"Tüfek, Mikrop ve Çelik"... ya da savaş, salgın hastalık ve teknoloji yarışı...
Yeni bir yıla başlayalı daha 3 ay olmadı ama bu 3 bela tüm yaşamımızı, planlarımızı, hedeflerimizi, hatta ideallerimizi alt üst etti.

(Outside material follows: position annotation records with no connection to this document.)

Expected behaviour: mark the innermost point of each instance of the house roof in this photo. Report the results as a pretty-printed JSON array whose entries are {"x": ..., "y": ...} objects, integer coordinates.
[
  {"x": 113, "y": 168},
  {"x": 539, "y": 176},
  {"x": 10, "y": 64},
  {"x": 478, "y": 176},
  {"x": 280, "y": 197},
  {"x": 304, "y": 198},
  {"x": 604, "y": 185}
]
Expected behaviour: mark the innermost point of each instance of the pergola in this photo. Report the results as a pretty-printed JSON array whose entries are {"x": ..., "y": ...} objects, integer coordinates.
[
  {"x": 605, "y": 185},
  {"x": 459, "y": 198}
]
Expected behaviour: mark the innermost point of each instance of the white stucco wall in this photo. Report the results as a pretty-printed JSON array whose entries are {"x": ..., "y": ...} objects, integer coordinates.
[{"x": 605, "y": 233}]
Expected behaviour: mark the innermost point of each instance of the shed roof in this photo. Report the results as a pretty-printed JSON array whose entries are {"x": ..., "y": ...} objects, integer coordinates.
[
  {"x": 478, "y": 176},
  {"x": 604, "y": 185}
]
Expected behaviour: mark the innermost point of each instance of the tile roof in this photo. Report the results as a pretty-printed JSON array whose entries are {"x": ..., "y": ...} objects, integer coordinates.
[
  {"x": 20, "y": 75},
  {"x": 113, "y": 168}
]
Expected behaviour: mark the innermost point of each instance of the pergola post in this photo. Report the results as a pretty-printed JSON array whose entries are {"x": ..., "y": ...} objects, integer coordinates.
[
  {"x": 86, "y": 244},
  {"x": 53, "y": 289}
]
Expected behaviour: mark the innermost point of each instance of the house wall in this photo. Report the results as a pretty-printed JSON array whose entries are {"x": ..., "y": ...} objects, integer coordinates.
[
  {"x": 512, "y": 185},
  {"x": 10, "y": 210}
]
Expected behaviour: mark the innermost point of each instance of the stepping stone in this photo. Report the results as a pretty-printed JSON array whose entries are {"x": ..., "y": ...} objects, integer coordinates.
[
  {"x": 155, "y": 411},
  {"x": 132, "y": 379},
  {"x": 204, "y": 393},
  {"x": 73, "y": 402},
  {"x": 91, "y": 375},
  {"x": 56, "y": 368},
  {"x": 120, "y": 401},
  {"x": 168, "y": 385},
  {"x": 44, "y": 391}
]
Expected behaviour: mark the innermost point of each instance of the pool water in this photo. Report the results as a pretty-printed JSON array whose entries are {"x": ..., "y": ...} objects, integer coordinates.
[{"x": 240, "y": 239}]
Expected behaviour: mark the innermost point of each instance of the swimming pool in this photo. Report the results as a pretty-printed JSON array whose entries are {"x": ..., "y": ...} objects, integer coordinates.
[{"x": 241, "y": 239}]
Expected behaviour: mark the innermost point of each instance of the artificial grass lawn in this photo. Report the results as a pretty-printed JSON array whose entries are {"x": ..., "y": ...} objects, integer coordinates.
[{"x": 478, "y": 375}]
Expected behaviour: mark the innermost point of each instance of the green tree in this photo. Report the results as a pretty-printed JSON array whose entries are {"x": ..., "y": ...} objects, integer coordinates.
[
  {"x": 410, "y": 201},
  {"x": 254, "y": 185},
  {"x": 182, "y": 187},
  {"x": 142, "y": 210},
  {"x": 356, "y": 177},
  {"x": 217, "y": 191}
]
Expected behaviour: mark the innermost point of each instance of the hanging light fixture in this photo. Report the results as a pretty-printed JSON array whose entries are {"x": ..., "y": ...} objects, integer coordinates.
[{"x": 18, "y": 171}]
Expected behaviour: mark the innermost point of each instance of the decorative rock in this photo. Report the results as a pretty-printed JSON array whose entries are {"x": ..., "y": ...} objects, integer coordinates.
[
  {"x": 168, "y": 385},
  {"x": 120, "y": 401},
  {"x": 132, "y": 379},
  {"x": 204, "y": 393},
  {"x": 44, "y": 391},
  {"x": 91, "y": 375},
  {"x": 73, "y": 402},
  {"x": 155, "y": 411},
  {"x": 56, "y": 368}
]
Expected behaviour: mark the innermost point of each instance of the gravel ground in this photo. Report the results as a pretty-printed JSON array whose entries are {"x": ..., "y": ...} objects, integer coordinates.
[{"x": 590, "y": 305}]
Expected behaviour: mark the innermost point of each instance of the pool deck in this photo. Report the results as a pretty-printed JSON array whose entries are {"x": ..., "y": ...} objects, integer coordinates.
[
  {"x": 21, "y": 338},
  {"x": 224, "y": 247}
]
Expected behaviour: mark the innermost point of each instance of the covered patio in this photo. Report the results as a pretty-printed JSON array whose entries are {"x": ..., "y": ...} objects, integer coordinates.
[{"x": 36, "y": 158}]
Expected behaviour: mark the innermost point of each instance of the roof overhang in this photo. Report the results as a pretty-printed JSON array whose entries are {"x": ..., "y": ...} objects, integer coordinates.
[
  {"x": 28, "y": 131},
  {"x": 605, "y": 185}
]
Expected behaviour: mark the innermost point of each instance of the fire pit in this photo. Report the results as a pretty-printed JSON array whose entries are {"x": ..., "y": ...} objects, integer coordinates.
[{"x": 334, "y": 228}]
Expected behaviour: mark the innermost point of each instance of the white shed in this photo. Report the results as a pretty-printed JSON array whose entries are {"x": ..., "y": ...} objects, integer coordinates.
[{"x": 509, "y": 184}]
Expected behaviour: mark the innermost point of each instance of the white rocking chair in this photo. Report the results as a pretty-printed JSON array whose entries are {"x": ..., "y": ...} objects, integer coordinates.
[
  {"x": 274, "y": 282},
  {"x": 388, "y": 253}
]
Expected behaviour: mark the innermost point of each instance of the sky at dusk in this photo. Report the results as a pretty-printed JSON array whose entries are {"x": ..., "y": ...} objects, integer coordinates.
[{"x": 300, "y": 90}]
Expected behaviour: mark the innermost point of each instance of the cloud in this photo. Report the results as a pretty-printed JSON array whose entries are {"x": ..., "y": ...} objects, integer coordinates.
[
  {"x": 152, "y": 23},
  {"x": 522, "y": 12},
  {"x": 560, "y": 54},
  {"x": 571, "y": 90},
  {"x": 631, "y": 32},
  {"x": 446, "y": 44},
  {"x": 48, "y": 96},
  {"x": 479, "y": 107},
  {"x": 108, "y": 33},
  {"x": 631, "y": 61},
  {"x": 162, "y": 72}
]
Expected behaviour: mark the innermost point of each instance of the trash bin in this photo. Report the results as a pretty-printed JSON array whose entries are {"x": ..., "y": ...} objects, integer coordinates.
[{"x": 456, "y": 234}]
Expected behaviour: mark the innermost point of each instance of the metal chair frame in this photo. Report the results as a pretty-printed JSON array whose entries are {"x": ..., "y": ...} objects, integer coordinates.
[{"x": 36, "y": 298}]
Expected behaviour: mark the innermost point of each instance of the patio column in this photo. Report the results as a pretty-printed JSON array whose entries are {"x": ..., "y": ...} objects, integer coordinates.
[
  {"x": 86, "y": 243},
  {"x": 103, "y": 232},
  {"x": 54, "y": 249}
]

Yılbaşından bu yana başımızdan eksik olmadı; bir yanda Suriye ve Libya cephesinde yaşanan açık savaş hâli ve gündelik hayatımızdaki etkileri, bir yanda yerkürenin (bize göre) doğusuyla batısı arasındaki teknoloji yarışı ve pazar rekabetinin açık bir ekonomik savaşa dönüşmesinin dünyada yarattığı güç dengesizliği ve yeni dengeler oluşurken ortaya çıkan hızla yoksullaşma; ve son olarak da, o hep kutsadığımız devlet sınırlarına aldırış etmeyen, vizesiz, izinsiz, inatla ve ısrarla ülkeden ülkeye gezerek yayılan küresel virüs salgını...

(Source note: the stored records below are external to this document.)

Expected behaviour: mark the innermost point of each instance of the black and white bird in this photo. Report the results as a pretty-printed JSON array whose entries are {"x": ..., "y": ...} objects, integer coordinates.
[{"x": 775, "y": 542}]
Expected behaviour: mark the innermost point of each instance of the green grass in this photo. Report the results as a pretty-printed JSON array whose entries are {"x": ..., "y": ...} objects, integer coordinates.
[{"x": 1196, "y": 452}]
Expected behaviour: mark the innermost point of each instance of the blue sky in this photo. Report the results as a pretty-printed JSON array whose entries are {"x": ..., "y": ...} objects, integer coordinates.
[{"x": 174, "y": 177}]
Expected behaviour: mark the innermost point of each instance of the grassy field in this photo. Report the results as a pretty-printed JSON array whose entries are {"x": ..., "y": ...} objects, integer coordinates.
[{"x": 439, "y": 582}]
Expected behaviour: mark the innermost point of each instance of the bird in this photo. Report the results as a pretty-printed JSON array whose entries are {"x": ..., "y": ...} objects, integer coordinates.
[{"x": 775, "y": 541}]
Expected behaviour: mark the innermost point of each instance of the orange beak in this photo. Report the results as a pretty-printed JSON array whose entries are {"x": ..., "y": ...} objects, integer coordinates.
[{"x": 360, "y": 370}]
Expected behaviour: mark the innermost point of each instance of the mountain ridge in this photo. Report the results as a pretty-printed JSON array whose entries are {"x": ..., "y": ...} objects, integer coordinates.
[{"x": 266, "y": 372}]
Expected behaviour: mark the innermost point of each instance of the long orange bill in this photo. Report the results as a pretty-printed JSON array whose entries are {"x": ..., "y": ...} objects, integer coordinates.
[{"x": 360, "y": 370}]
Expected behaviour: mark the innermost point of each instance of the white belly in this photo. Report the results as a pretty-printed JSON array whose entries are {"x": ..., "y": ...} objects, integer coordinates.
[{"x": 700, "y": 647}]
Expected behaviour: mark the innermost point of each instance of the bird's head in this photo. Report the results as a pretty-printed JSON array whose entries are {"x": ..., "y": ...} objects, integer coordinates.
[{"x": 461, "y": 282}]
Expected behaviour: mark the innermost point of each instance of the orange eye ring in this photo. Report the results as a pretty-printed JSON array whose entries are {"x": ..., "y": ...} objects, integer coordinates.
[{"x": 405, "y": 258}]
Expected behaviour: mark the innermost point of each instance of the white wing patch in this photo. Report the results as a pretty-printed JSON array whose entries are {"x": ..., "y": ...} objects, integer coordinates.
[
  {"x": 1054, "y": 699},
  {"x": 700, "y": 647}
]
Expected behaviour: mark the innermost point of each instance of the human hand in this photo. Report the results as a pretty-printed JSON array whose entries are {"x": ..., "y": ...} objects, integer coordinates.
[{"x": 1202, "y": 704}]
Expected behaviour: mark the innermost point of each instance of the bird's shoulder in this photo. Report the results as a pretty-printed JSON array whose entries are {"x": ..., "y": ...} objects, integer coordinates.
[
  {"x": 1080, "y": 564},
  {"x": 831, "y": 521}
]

Evet hiç biri tarihte bir ilk değil. 13bin yıldan beri, insanlığın yerleşiklik tarihi boyunca bu 3 faktör hep çığırlar yaratıp, yeni çağlarda, farklı coğrafyalarda insanlığın önüne yepyeni ufuklar yaratmış. 21. yüzyılda ulaştığımız eşitsiz gelişmenin temel sebeplerinden biri olan sömürgeciliğin yarattıği küresel kapitalizmin bir sonucu olan, insanın hem kendine hem de "basit" bir parçası olduğu kendi doğasına yabancılaşmasını aşabilmesi için de yeni bir çığıra doğru gidiyoruz sanki...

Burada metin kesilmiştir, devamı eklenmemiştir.